Depuis qu’elle est entrée, la mère n’a pas dit un mot, pas levé son voile, et il se dégage de son silence, peut-être de sa mentale prière, quelque chose de si imposant, que le paysan n’ose plus lui adresser la parole, reste muet aussi, pousse de gros soupirs. À un moment on le voit tirer de sa poche, d’une foule de poches, une petite bouteille, un gobelet, un biscuit dans du papier qu’il développe lentement, précieusement, pour faire une « trempette » à son garçon. L’enfant mouille ses lèvres, puis repousse le verre et le biscuit : « Non… non… je n’ai pas faim…. » Et devant cette pauvre figure tirée, si lasse, Raizou pense à ses trois aînés qui n’avaient jamais faim non plus.
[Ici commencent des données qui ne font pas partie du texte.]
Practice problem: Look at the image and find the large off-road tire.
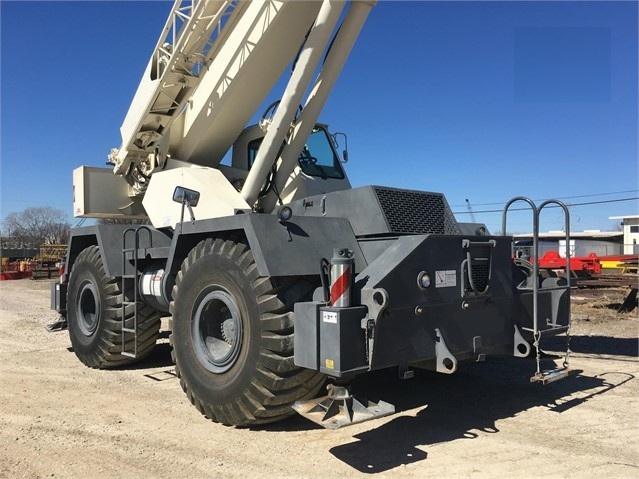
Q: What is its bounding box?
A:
[171,238,325,426]
[67,246,160,369]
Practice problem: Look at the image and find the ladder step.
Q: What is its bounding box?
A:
[530,368,574,384]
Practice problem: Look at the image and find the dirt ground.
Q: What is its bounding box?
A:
[0,280,639,479]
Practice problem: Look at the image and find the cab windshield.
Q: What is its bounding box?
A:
[248,126,344,180]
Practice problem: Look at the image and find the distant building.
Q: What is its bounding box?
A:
[610,215,639,254]
[513,230,624,257]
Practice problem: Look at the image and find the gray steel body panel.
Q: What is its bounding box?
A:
[167,213,366,276]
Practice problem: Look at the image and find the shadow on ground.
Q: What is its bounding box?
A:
[330,358,634,473]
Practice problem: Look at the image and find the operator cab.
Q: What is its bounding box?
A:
[228,124,351,203]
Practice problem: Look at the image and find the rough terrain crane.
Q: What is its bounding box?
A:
[52,0,570,427]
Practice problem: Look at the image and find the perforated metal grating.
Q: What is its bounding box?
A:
[375,187,461,234]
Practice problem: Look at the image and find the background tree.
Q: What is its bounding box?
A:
[2,206,71,247]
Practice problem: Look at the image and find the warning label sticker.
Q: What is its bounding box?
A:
[322,311,337,324]
[435,269,457,288]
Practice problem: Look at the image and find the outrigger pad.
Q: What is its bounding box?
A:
[293,384,395,429]
[530,368,575,384]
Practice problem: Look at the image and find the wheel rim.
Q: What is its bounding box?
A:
[191,289,243,374]
[76,281,100,336]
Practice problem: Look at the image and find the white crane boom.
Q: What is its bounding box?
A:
[82,0,375,224]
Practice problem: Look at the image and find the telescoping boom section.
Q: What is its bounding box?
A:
[51,0,571,434]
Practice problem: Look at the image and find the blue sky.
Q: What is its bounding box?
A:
[0,0,639,232]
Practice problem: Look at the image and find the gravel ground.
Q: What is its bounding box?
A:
[0,280,639,479]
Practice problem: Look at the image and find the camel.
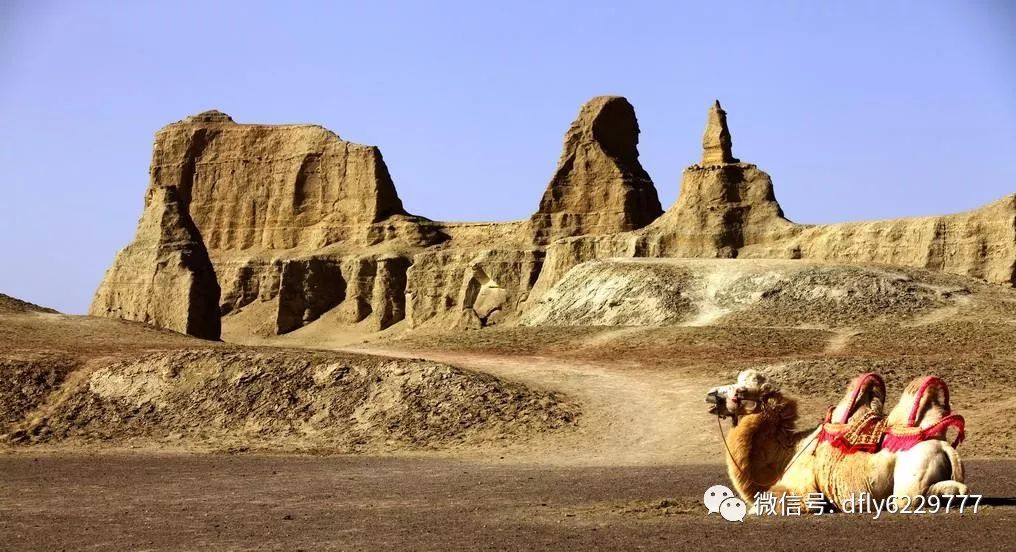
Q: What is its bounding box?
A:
[706,370,968,510]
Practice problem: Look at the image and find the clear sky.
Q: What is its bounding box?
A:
[0,0,1016,313]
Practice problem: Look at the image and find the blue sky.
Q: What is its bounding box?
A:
[0,1,1016,312]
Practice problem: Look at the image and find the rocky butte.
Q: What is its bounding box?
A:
[89,101,1016,340]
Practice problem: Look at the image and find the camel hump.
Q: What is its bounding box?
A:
[826,372,886,424]
[888,375,952,429]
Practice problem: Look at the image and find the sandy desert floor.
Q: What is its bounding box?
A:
[0,453,1016,551]
[0,274,1016,550]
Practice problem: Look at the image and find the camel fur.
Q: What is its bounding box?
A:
[707,370,967,509]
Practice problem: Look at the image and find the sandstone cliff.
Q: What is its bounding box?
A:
[532,96,663,244]
[529,102,1016,305]
[88,186,220,340]
[91,97,1016,339]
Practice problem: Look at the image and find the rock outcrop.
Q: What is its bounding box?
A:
[156,111,405,251]
[531,96,663,244]
[702,100,738,167]
[91,97,1016,339]
[88,186,220,340]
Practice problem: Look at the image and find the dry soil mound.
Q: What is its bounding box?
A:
[520,259,978,326]
[0,293,56,314]
[0,348,577,451]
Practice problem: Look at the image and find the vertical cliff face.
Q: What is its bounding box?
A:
[530,102,1016,304]
[150,112,405,252]
[88,186,220,340]
[90,97,1016,339]
[531,96,662,244]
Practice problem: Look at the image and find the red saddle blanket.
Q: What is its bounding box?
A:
[818,374,965,453]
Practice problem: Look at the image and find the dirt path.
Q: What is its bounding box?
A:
[0,453,1016,552]
[344,346,721,466]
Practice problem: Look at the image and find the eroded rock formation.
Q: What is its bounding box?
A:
[531,96,663,244]
[88,186,220,340]
[91,97,1016,339]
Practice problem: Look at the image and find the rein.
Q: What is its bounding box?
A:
[716,406,819,489]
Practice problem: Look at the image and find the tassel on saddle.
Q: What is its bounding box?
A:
[818,373,965,453]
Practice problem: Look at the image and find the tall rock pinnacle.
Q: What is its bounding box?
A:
[702,100,739,167]
[531,96,663,243]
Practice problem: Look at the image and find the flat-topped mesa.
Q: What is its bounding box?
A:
[88,186,220,340]
[701,100,740,167]
[531,96,663,244]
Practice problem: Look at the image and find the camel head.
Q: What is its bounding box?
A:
[705,370,779,425]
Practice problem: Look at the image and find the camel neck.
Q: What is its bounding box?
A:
[726,394,802,501]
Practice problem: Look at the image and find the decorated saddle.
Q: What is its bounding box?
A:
[818,372,965,453]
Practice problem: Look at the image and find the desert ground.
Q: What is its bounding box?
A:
[0,261,1016,550]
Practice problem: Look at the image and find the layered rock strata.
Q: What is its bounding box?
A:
[91,97,1016,339]
[531,96,663,244]
[88,186,220,340]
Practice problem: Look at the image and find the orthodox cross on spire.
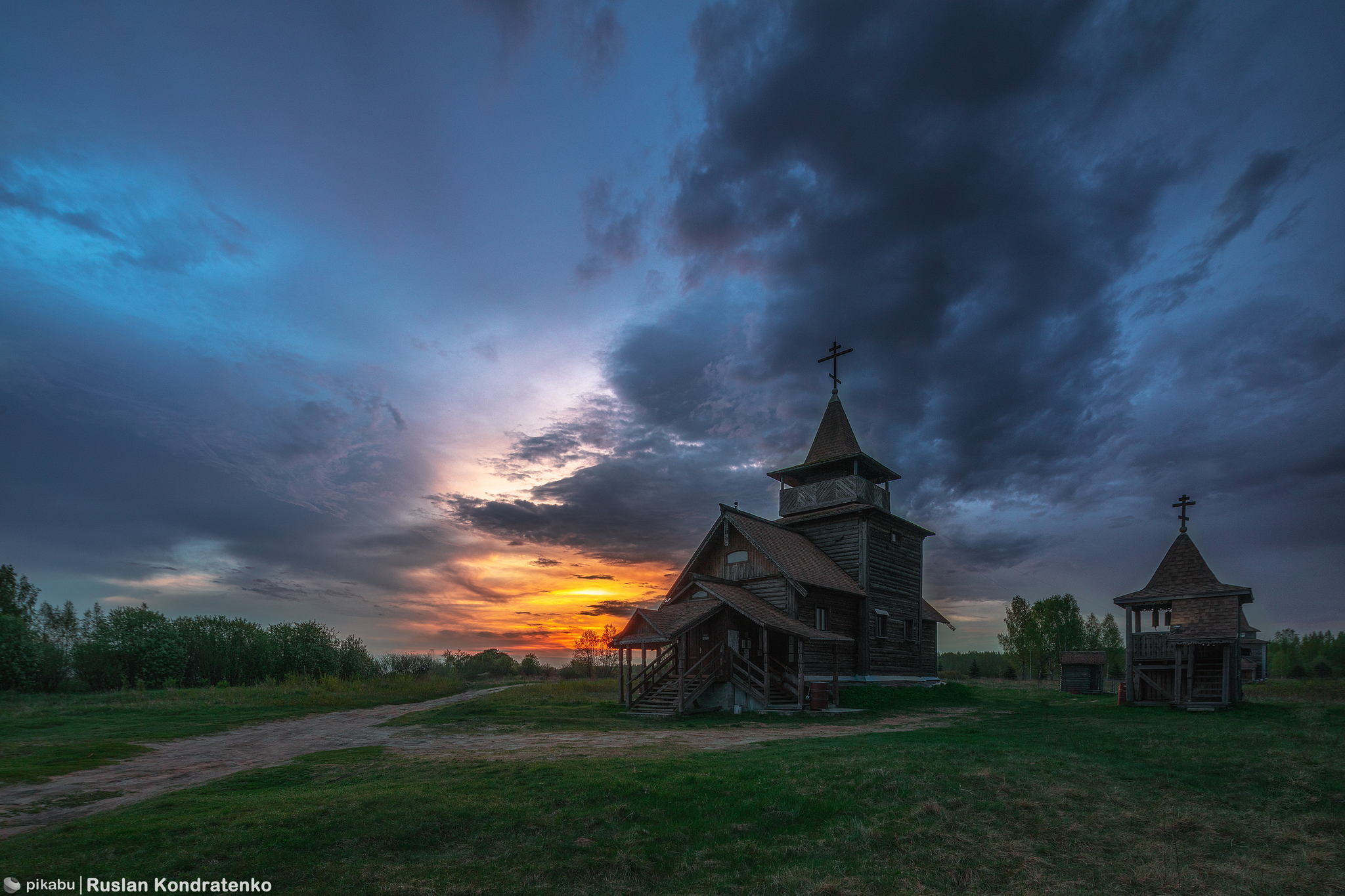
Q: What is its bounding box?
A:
[818,340,854,395]
[1173,494,1196,532]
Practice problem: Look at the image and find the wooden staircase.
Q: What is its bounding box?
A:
[627,643,724,719]
[1187,658,1224,702]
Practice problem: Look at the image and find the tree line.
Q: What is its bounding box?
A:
[1000,594,1126,680]
[1266,629,1345,678]
[0,566,551,691]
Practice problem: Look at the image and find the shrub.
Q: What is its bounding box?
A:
[173,616,276,688]
[378,653,441,675]
[457,647,519,680]
[267,620,340,678]
[85,605,185,689]
[336,634,378,681]
[73,641,122,691]
[0,612,41,691]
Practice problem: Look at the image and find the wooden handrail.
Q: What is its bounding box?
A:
[686,642,724,677]
[769,657,799,700]
[631,650,676,696]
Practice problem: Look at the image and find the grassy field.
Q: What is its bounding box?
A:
[0,685,1345,896]
[0,675,463,783]
[1243,678,1345,702]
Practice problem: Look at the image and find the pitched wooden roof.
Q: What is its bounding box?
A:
[613,601,724,643]
[1168,594,1239,643]
[1113,532,1252,605]
[694,580,854,641]
[720,503,864,594]
[920,598,958,631]
[803,394,860,463]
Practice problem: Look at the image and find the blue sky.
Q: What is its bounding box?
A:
[0,0,1345,657]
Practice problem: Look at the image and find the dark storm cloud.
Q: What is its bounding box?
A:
[445,3,1345,591]
[1142,149,1308,314]
[428,399,765,563]
[574,177,650,282]
[653,4,1210,492]
[463,0,546,62]
[561,0,625,87]
[1209,149,1298,250]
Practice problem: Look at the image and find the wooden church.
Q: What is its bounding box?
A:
[1114,494,1263,710]
[612,347,952,715]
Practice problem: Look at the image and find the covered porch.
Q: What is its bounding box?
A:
[1126,601,1241,710]
[613,583,852,716]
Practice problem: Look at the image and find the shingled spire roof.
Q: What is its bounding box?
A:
[1116,532,1251,603]
[803,393,860,463]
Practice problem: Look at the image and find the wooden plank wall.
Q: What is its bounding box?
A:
[738,575,795,616]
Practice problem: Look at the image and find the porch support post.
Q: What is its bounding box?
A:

Ses yeux se gonflent, ses joues tremblent à cette idée, et tout à coup : « Bouge pas, m’ami… Je vas voir si la carriole est en bas. » Voilà bien des fois qu’il descend pour s’assurer que la carriole stationne toujours au ras du trottoir, sur la place ; et quand il remonte, souriant, épanoui, il s’imagine qu’on ne voit pas ses yeux rougis, ses joues violettes à force d’être essuyées, tamponnées à gros coups de poing pour rentrer des larmes.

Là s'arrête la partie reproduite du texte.